Quant au Piège d'Ira Levin, Robert Hirsch en a fait une permanente séance de guignol, ou, au mieux, de grand-guignol : il est de grands acteurs qui semblent prendre un plaisir pervers à massacrer leur carrière.

Il en est d'autres, en revanche, qui savent se renouveler avec bonheur. C'est le cas de Claude Rich, auteur et interprète d'Un habit pour l'hiver. Insolite, très pinterienne, sa pièce a un charme grinçant qui ressemble à celui qui l'a écrite. Mais il faut dire aussi que la présence désopilante de Claude Piéplu, sublime et cocasse, ajoutait au plaisir du texte le rayonnement très unique de ce Pierrot quinquagénaire.

Divertissement

Autre enfant de la balle devenu dramaturge, Jean-Claude Grumberg a vu confirmer cette année le succès de L'atelier, dont la reprise, au Gymnase, a sans doute révélé son talent réaliste, émouvant, au public un peu paresseux de ces théâtres bourgeois, en même temps que Jean-Claude Penchenat, dans la périphérie et en province, apportait à En rev'nant d'la revue la décapante intelligence et le sens de la fête appris chez Ariane Mnouchkine.

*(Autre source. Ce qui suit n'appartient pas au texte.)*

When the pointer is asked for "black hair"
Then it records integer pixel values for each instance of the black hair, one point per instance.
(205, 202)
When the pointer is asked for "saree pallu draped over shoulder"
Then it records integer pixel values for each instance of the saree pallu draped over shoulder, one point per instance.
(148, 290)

C'était la fête, aussi, et la joie toute simple du divertissement qu'aurait voulu recréer Raymond Gérome, metteur en scène des Parapluies de Cherbourg passés de l'écran au théâtre via New York. Mais les Français sont moins sensibles à la guimauve poétique des lyrics, et l'entreprise n'a pas connu le succès escompté : nul n'est prophète en son pays... Quitte à s'amuser d'une performance insolite, nos compatriotes ont préféré aux rengaines de Jacques Demy les vers mirlitonesques de Remo Forlani, peignant en alexandrins les mésaventures d'un déprimé dans une maison de repos plutôt singulière. Si la tragédie, vue par les concierges, c'est Un roi qui a des malheurs, la satire s'accommode de la formule, surtout quand Micheline Luccioni mène la danse.

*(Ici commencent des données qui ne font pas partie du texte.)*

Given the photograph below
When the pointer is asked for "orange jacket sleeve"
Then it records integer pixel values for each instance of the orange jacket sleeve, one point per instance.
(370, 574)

L'humour et la gaieté, vertus peu pratiquées par Robert Hossein, ne sont pourtant pas incompatibles avec le show à grand spectacle, ainsi que le prouve Jérôme Savary et son Magic Circus. Pris à rebrousse-poil, avec la distance de la dérision, le mélo tourne à la rigolade : les Mélodies du malheur n'engendrent pas la mélancolie, et les salles ravies, complices, suivent le train comme un seul homme. En dix ans, le Magic est devenu une institution, presque un classique, mais il a réussi à ne pas y perdre sa jeunesse ; l'exemple est à méditer.

Et profitons de l'occasion pour noter en France l'apparition d'une compagnie hollandaise, les Hauser Orkater, dont les débuts ressemblent à ceux de Savary, naguère, en plus féroces ; la succession est assurée, bien que ces réjouissants démolisseurs ne soient pas seuls dans leur genre : on se souviendra aussi longtemps, dans le Languedoc, d'un irrésistible Faut pas payer, d'après Dario Fo. Une fois n'est pas coutume : une troupe de la décentralisation, les Tréteaux du Midi, dirigée par Jacques Échantillon, a su atteindre le vrai public, et le faire réfléchir en lui arrachant des éclats de rire.

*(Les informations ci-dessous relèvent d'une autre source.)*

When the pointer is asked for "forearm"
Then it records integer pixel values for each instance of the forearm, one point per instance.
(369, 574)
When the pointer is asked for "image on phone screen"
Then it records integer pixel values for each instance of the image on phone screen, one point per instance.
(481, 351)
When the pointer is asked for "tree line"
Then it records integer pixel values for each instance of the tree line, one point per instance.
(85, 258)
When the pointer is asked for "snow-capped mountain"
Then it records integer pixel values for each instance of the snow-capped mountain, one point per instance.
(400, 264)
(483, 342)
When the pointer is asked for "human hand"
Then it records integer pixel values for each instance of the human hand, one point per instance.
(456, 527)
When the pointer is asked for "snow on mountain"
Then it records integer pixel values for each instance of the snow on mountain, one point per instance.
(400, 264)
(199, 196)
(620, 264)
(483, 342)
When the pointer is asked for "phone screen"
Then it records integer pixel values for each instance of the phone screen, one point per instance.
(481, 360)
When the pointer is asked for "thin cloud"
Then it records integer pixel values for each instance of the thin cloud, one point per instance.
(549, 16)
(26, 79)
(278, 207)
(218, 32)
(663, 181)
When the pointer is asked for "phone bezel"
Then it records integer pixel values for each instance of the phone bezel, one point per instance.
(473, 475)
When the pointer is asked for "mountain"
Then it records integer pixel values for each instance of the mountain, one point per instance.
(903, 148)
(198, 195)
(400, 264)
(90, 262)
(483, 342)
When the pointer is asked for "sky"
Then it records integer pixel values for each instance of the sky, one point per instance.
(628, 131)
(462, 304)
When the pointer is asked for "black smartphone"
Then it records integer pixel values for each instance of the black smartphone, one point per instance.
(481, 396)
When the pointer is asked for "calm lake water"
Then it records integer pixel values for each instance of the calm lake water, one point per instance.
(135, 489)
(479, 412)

Mais on peut recourir à des grands spectacles plus graves, comme La musique adoucit les mœurs, de Tom Stoppard, qui n'a pas craint d'associer un orchestre symphonique à sa protestation contre le sort fait aux dissidents en URSS. Si les bons sentiments y trouvaient leur compte, et les spectateurs aussi, grâce à la prestation souvent bouleversante de Robert Dhéry, dans un rôle inhabituel, ce n'était tout de même pas la meilleure pièce d'un auteur d'ordinaire plus subtil.

Certains auront préféré retrouver son insolence et son brio dans Rosencrantz et Guildenstern sont morts, adroitement repris par de jeunes comédiens comme Jean-Luc Moreau et Pierre Arditi.

Kafkaïen

Ce dernier, du reste, en début de saison, s'était distingué en créant deux courtes pièces de Havel, Audience et Vernissage, qui dénonçaient aussi la condition des dissidents dans les pays de l'Est, mais avec une authenticité, celle-ci, indéniable, hélas, l'auteur étant en prison à Prague.

Moins émouvantes, mais curieuses et instructives, les Anecdotes provinciales de Vampilov ouvraient également sur l'univers soviétique d'aujourd'hui une fenêtre intéressante, en dépit — ou à cause — d'un comique boulevardier un peu lourd, que Gabriel Garran a su cependant alléger.